I will give lots of context, but my question is how to characterize the image $\pi_* D^b(Y) \to D^b(X)$

Context

Given an identification $ \pi^*(L) = \mathcal{O} $ we obtain a canonical isomorphism $$\pi_*(\mathcal{O}) = \oplus^n L^i$$

Now since $\pi$ is affine we easily have that $\pi_* Quasi(Y) \subset Quasi(X)$ are determined via giving a $\pi_*(\mathcal{O})$ module structure.

The question is given some $\mathcal{F} \in Quasi(X)$, when can we enrich it to have such action. For $F$ a bundle, we in fact must have an isomorphism $i: F \cong F \otimes L$.

When $F$ is simple (i.e $End(F) = \mathbb{C}$), this is sufficient. Indeed in this case we can enrich the isomorphism to an action of the algebra $\pi_*(\mathcal{O})$. The point is that from any isomorphism $i$ gives an isomorphism $i: F=L^n \otimes F \cong F$ (the first using $L^n = \mathcal{O}$ which we want to be trivial. If it's not, we can fix it via choosing an nth root of it and changing $i$ appropriately.

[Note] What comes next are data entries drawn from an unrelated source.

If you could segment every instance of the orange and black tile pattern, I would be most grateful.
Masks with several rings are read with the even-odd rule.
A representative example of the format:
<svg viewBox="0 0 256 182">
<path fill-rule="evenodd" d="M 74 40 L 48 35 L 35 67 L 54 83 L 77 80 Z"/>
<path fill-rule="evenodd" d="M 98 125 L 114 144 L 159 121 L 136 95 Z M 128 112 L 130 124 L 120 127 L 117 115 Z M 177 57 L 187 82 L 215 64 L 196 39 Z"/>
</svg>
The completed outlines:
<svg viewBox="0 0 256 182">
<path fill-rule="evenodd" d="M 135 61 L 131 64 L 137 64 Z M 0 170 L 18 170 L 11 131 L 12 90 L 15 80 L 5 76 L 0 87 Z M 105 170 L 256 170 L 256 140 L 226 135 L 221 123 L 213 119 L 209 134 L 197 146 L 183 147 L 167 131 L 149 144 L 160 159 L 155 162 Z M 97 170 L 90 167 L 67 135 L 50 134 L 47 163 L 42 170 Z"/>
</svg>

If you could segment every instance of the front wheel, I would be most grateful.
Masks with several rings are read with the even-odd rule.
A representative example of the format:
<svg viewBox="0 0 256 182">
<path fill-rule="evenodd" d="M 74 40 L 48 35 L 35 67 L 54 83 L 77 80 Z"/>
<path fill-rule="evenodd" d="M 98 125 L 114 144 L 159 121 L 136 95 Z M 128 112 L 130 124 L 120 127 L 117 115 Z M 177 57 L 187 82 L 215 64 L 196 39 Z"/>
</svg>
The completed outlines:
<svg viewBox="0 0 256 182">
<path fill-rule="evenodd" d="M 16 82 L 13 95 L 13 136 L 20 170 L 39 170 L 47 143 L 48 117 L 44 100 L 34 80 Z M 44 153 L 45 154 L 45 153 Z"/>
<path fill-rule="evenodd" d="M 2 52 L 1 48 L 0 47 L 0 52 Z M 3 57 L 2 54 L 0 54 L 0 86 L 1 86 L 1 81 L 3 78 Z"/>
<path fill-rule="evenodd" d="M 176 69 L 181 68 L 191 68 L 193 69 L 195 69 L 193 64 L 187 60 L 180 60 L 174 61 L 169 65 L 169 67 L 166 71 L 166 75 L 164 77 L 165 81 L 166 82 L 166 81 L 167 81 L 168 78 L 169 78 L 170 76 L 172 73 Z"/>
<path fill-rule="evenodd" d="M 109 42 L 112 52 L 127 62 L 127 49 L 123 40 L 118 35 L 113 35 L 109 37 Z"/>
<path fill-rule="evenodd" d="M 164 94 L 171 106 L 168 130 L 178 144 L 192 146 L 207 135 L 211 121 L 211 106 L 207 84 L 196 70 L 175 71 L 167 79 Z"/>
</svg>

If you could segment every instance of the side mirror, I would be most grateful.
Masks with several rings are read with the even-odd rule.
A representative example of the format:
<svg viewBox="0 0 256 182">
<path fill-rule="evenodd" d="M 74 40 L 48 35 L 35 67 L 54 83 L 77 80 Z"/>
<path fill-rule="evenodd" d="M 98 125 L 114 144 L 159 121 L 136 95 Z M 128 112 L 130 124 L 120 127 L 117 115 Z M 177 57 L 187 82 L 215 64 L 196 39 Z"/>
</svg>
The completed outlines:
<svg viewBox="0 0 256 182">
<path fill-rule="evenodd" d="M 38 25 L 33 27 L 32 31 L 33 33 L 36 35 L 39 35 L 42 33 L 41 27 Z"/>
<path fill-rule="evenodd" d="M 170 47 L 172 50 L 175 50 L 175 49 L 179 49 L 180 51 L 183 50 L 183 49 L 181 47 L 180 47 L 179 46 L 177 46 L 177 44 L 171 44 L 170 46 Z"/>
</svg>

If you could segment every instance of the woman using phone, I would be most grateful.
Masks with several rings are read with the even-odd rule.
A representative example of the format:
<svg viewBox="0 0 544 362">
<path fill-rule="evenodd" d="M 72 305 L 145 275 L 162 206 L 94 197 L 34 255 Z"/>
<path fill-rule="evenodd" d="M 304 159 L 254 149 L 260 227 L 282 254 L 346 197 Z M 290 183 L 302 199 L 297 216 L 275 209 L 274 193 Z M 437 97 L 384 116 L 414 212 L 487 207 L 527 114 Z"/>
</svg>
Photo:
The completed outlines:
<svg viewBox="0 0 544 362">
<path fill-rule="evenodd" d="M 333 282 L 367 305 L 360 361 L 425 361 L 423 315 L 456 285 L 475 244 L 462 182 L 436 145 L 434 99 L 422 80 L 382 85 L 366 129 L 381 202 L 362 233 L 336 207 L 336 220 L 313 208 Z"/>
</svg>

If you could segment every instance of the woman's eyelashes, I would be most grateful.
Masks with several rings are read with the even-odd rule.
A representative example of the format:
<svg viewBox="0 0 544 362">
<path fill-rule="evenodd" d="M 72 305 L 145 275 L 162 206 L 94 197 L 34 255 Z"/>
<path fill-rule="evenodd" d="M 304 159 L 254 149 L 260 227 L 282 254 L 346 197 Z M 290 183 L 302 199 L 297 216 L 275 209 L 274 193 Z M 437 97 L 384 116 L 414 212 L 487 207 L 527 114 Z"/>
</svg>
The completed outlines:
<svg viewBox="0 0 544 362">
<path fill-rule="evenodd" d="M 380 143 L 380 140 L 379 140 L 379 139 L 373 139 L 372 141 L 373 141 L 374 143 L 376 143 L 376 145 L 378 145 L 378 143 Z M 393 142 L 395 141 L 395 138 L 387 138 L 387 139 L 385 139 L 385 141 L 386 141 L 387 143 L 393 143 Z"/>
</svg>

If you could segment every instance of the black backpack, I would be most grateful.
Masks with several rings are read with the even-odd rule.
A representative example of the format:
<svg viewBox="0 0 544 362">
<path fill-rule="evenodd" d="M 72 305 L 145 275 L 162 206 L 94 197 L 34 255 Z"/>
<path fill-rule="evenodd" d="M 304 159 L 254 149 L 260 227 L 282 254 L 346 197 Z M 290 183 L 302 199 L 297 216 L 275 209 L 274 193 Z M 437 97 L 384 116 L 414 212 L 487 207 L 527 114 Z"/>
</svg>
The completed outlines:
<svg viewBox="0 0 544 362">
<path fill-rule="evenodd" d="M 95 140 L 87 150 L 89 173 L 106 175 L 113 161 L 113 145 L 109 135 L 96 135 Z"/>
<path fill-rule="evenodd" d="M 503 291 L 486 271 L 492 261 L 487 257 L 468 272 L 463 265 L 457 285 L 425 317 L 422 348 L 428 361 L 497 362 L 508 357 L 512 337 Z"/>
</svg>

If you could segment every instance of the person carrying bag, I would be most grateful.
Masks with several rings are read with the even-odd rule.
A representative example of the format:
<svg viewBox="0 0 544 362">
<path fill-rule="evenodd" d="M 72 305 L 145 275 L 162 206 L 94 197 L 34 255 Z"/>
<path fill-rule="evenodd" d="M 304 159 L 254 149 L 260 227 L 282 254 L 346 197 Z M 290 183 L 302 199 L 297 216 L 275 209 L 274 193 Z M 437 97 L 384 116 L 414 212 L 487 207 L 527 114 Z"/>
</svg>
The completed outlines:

A paper I'm looking at claims that on the derived category, the assumption that the sheaf is simple is not important; see section 2.2 of this- i.e $F \in D^b(X)$ is a pushforward iff $F = F \otimes L$

The fact $F$ is not a bundle is not very important, since in the derived world we resolve with bundles, and assuming each is a pushforward, we can probably get the morphisms to be compatible with the action. What's more surprising to me is that simplicity is not an issue, shouldn't we require the isomorphism $L \otimes F = F$ to be compatible with $L^n \otimes F = F$?